3. Ensembles of Decision Trees
3.1 Random Forests
The idea is using multiple overfitting estimators can be combined to reduce the effect of overfitting. This method called bagging. It uses an ensemble of parallel estimators. Each of which overfits the data, and averages the results to find a better classification.
There are bagging methods to reduce the variance of a base estimator.

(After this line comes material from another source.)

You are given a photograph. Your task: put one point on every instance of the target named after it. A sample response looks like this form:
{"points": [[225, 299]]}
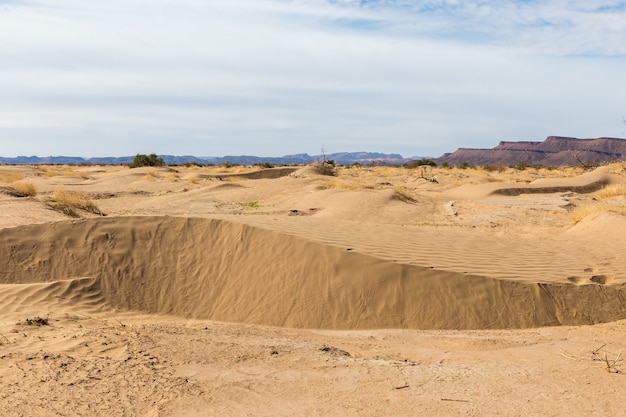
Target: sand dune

The difference is by the way they draw random subsets of the training set.
- When random subsets of the dataset are drawn as random subsets of the samples, then this algorithm is known as Pasting.
- When samples are drawn with replacement, then the method is known as Bagging.
- When random subsets of the dataset are drawn as random subsets of the features, then the method is known as Random Subspaces.
- When base estimators are built on subsets of both samples and features, then the method is known as Random Patches.
Ensemble of decision trees is known as a random forest.
from sklearn.datasets import make_blobs
from sklearn.tree import DecisionTreeClassifier
import numpy as np
import matplotlib.pyplot as plt
import seaborn as sns
sns.set()
from sklearn.ensemble import RandomForestClassifier
from sklearn.ensemble import BaggingClassifier

X, y = make_blobs(n_samples=300, centers=4, random_state=0, cluster_std=1.0)
plt.scatter(X[:, 0], X[:, 1], c=y, s=50, cmap='rainbow')
ax = plt.gca()
xlim = ax.get_xlim()
ylim = ax.get_ylim()

tree = DecisionTreeClassifier()
model = BaggingClassifier(tree, n_estimators=100, max_samples=0.8, random_state=1)
model.fit(X, y)
nx = np.linspace(xlim[0], xlim[1], num=200)
ny = np.linspace(ylim[0], ylim[1], num=200)
xx, yy = np.meshgrid(nx, ny)
Z = model.predict(np.c_[xx.ravel(), yy.ravel()]).reshape(xx.shape)
n_classes = len(np.unique(y))
contours = ax.contourf(xx, yy, Z, alpha=0.3, levels=np.arange(n_classes + 1) - 0.5, cmap='RdBu', clim=(y.min(), y.max()), zorder=1)
ax.set(xlim=xlim, ylim=ylim)
plt.show()
3.2 Random Forest Regression
Random Forest can be used for regression (continuous data)
import numpy as np
import matplotlib.pyplot as plt
from sklearn.ensemble import RandomForestRegressor

rng = np.random.RandomState(1)
x = 10 * rng.rand(50)
y = np.sin(x) + 0.1 * rng.randn(50)
plt.scatter(x, y)

model = RandomForestRegressor(n_estimators=100, random_state=2)
model.fit(x[:, np.newaxis], y)
xfit = np.linspace(0, 10, 1000)
predicted = model.predict(xfit[:, np.newaxis])
plt.plot(xfit, predicted, '-r')

plt.xlim(0, 10);
plt.show()
Using the random forest regression, we have the best-fit curve (red).
3.3 Conclusion
- Both training and prediction are very fast, because of the simplicity of the under‐ lying decision trees.
- The probability of classification is given by a majority vote among estimators.